Since the Palisades Nuclear Power Plant opened in 1971, it has been plagued with serious violations and the Nuclear Regulatory Commission (NRC) itself declared Palisades one of the four worst performing plants in the country. There is a reason that Consumers Energy wanted to get out from underneath this nuke plant in 2007, which was by then riddled with expensive problems and not profitable. Consumers sold the plant to Entergy, which concluded that they too did not want to invest the huge amount needed to keep Palisades running, as it was on its last legs anyway.
Despite the financial and environmental risks posed by the plant and previous approval for decommissioning of the facility, on July 24 the NRC issued Holtec, the owner of Palisades, an operating license which allows it to begin to move nuclear fuel back to the site.
As Alan Blind, a retired nuclear executive, former Emergency Plan Director at Palisades and Indian Point and a lead petitioner in the Palisades restart proceeding states, ““Holtec is no longer shielded by a decommissioning status that kept its restart plans in a regulatory gray zone. From here on out, its compliance will be measured against the full, enforceable standards of an NRC operating license. That changes everything.”
Jan O’Connell, the Michigan Chapter’s senior energy issues organizer, hopes Alan Blind is right. “I attended a lot of comment periods and hearings along with many other people,” O’Connell says, “and the number of speakers against the plant far outnumbered the few who spoke in favor.”
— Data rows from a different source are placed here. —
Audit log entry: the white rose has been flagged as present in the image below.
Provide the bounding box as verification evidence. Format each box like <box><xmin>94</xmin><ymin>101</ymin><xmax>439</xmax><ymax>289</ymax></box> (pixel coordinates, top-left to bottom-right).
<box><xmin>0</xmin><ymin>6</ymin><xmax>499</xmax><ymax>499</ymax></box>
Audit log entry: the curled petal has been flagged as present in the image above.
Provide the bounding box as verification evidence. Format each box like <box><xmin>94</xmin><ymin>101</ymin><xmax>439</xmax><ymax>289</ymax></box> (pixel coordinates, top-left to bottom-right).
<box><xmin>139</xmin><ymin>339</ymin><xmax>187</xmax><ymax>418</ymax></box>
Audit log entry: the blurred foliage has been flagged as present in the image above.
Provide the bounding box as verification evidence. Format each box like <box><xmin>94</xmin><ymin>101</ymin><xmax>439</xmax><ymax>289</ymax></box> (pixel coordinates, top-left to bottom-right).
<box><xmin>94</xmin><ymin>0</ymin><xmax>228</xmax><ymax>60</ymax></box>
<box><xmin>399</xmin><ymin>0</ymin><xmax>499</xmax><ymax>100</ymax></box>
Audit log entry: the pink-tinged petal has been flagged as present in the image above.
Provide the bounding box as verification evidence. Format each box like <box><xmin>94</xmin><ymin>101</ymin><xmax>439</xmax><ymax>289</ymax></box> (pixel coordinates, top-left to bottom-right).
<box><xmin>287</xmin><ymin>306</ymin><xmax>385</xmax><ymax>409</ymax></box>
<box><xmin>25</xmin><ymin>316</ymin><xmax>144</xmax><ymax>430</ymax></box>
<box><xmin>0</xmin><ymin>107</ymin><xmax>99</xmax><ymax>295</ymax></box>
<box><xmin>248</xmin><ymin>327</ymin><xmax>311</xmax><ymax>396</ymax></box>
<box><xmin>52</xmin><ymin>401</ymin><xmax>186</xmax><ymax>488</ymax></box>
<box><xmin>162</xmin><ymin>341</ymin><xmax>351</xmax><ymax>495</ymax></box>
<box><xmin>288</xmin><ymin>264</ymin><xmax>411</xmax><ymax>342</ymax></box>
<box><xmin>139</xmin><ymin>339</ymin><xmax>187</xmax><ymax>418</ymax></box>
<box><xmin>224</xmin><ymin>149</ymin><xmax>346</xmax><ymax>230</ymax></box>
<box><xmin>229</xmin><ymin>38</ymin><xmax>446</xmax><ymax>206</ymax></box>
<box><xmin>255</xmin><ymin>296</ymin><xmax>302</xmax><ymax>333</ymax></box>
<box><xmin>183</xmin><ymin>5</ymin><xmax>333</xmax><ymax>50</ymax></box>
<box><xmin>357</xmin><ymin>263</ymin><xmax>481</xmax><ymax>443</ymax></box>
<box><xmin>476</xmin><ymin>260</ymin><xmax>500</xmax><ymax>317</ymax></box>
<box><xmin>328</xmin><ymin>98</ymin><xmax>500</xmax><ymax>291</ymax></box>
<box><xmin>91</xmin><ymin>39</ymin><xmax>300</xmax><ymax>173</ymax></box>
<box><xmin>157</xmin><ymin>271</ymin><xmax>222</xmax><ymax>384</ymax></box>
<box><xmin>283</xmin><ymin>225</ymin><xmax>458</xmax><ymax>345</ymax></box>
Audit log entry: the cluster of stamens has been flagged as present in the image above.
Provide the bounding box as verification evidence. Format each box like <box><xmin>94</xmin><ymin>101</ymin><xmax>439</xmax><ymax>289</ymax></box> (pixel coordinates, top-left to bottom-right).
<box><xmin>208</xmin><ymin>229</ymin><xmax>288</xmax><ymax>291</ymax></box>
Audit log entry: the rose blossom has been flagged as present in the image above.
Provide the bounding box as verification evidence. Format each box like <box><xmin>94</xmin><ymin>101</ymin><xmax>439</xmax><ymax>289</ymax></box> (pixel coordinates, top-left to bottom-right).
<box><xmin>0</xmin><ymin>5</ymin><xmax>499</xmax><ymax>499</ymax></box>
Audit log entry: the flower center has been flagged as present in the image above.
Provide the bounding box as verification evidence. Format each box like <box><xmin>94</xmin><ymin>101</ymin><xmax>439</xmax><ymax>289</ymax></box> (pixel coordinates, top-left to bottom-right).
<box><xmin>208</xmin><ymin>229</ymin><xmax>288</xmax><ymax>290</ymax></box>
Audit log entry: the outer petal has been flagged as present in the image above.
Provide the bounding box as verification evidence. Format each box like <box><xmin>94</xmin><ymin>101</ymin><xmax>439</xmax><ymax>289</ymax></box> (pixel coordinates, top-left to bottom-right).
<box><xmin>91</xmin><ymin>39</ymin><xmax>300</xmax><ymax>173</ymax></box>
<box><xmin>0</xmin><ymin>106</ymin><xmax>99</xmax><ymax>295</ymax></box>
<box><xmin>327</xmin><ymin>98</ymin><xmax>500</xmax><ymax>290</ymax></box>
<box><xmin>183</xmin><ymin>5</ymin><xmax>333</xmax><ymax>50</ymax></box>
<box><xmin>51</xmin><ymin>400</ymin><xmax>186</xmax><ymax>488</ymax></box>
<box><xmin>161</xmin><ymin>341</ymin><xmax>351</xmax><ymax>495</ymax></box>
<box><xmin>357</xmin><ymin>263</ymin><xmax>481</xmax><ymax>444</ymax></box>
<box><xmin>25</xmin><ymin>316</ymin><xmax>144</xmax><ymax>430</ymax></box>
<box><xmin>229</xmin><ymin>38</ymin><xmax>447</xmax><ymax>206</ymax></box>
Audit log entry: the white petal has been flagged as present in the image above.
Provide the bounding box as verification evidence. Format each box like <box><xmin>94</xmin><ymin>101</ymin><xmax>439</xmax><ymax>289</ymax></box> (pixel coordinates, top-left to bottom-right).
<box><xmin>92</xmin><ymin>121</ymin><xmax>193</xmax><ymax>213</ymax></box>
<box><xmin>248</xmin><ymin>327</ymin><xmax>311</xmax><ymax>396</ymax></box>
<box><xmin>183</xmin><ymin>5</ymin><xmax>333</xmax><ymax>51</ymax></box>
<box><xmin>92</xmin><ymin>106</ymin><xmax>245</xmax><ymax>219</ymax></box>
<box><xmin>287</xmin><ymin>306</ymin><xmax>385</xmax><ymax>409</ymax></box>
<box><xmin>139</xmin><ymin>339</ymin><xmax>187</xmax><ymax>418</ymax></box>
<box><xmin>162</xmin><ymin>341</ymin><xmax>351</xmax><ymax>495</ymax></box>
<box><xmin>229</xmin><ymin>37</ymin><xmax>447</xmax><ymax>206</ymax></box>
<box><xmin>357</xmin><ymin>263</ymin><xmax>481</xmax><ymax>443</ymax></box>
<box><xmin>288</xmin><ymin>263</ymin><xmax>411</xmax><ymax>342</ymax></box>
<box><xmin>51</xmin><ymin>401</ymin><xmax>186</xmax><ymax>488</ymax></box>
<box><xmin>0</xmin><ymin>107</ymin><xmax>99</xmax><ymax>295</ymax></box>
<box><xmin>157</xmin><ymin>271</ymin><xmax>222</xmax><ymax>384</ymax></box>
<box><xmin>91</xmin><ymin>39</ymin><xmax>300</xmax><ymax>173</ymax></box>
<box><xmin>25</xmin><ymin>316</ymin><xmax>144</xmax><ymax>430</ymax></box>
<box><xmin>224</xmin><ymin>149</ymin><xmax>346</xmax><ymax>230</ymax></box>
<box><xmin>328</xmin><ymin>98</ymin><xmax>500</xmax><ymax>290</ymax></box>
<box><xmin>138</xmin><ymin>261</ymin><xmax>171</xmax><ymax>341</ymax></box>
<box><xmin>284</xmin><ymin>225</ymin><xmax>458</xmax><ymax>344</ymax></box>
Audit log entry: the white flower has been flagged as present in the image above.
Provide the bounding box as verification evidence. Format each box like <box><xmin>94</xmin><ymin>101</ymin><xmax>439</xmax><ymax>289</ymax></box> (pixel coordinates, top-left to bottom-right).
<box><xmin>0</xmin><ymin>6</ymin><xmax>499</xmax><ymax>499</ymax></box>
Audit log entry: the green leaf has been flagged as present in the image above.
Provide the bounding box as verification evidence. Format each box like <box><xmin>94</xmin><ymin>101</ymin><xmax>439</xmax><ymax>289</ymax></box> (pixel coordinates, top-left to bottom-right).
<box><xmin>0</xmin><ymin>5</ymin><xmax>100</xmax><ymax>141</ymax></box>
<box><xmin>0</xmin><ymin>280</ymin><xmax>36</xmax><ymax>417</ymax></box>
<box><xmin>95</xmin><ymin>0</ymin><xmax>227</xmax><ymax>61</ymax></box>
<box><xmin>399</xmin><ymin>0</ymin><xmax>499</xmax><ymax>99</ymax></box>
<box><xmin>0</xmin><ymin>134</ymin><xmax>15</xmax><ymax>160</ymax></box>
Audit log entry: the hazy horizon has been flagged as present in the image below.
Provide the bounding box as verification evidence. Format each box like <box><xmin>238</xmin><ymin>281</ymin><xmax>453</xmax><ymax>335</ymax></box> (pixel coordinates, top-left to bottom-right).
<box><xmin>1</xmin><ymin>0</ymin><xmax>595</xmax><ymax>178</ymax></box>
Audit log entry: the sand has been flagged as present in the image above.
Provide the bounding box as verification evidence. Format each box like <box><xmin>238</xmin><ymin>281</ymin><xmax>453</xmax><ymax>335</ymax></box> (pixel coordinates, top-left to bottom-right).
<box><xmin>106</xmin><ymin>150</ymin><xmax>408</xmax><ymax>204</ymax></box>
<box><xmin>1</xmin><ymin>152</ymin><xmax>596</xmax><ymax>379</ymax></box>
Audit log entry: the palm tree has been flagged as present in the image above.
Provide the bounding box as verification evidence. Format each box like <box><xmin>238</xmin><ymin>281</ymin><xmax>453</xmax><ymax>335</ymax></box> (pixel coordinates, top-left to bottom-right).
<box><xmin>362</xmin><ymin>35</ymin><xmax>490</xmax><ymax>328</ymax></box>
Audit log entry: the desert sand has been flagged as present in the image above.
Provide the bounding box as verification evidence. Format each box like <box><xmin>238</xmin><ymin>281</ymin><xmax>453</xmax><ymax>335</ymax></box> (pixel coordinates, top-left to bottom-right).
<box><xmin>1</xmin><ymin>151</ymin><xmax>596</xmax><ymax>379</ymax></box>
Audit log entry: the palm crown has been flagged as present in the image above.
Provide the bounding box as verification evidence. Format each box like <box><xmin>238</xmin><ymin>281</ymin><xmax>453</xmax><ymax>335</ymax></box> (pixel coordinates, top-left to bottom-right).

One particular concern is that during inspections last year, Holtec was made aware of many deteriorated steam generator tubes in the plant. Palisades steam generators are more than 30 years old and were built with out-of-date materials, which is a big concern. Questions have been raised about what has happened to all those severely damaged generator tubes. Nuclear engineer Arnie Gunderson told Common Dreams that “The NRC is not an Elliot Ness tough cop regulator. Instead, the 'Friday Night Massacre' at Palisades shows NRC and Holtec are more like Ness joining in with Al Capone on the St. Valentine's Day Massacre.”